Open PowerShell ISE en voer het volgende script uit:
C:\Version\Get-Version.ps1
Bijvoorbeeld:
Bestanden overdragen tussen de HLH en OAW
Als u bestanden wilt overdragen tussen de HLH en de OAW, maakt u een SMB-share met behulp van de cmdlet New-SmbShare. New-SmbShare een bestandssysteemmap beschikbaar maakt voor externe clients als een SMB-share (Server Message Block).

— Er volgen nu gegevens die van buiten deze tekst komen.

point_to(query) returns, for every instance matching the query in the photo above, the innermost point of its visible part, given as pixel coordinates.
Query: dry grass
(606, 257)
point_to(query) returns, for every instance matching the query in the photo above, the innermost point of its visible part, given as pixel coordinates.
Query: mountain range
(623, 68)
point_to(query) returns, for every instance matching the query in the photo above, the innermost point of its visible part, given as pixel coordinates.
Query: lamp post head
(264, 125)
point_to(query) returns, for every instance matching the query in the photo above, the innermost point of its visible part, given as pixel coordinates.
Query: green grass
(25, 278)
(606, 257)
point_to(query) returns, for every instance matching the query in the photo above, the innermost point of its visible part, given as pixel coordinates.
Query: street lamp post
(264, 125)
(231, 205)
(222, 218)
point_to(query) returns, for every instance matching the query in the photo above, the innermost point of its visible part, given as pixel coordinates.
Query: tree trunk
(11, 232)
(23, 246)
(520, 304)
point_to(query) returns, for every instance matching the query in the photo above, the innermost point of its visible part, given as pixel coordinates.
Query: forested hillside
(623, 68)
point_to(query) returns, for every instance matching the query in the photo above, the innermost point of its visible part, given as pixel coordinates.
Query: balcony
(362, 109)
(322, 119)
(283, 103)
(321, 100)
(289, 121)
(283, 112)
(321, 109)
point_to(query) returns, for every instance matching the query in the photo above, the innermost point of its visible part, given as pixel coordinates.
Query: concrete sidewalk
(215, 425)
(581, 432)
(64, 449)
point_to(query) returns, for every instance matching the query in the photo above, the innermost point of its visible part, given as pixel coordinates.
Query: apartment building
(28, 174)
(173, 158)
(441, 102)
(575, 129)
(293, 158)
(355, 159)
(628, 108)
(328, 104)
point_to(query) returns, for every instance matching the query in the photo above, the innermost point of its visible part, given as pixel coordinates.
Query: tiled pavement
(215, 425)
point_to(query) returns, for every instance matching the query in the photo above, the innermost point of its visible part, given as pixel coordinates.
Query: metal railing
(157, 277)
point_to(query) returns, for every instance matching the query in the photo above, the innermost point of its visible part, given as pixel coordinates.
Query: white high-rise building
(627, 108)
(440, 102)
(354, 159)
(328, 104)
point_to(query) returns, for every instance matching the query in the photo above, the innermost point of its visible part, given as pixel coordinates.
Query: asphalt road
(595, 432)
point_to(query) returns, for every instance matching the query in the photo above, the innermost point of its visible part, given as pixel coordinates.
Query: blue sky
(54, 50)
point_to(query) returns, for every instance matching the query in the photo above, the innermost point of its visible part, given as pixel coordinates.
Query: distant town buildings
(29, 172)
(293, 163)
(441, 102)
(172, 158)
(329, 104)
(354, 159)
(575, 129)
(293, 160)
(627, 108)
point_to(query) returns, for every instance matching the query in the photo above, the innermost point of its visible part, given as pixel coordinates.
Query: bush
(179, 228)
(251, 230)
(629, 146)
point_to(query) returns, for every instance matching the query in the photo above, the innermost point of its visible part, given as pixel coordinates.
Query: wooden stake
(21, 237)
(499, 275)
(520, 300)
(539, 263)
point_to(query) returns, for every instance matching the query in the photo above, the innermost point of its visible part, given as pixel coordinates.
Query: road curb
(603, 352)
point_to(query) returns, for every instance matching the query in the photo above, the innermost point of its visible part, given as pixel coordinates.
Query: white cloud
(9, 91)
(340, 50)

Bijvoorbeeld:
Als u een share wilt verwijderen die door deze cmdlet is gemaakt, gebruikt u de cmdlet Remove-SmbShare.
De OAW-VM verwijderen
Met het volgende script wordt de OAW-VM verwijderd, die wordt gebruikt voor toegang tot Azure Stack Hub voor beheer en diagnostische gegevens. Met dit script worden ook de schijfbestanden en de voogd verwijderd die aan de virtuele machine zijn gekoppeld.
Meld u aan bij de HLH met uw referenties.

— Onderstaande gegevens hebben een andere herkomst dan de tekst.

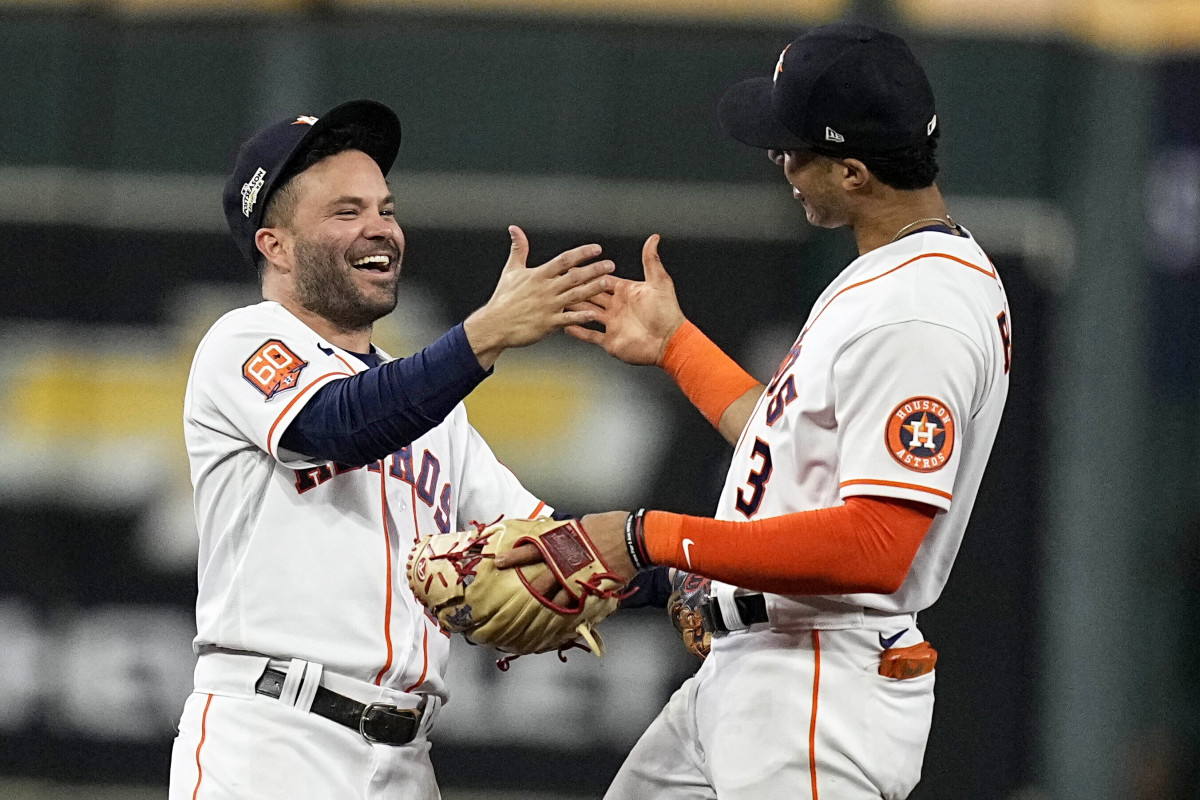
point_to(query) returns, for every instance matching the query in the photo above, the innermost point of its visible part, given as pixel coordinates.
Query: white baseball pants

Open een PowerShell-sessie met verhoogde bevoegdheid.
Navigeer naar de geëxtraheerde inhoud van het geïnstalleerde OAW.zip-bestand.
Verwijder de VIRTUELE machine door het Remove-OAW.ps1 script uit te voeren:
.\Remove-OAW.ps1 -VirtualMachineName \<name\>
Waarbij <naam> de naam is van de virtuele machine die moet worden verwijderd. De naam is standaard AzSOAW-.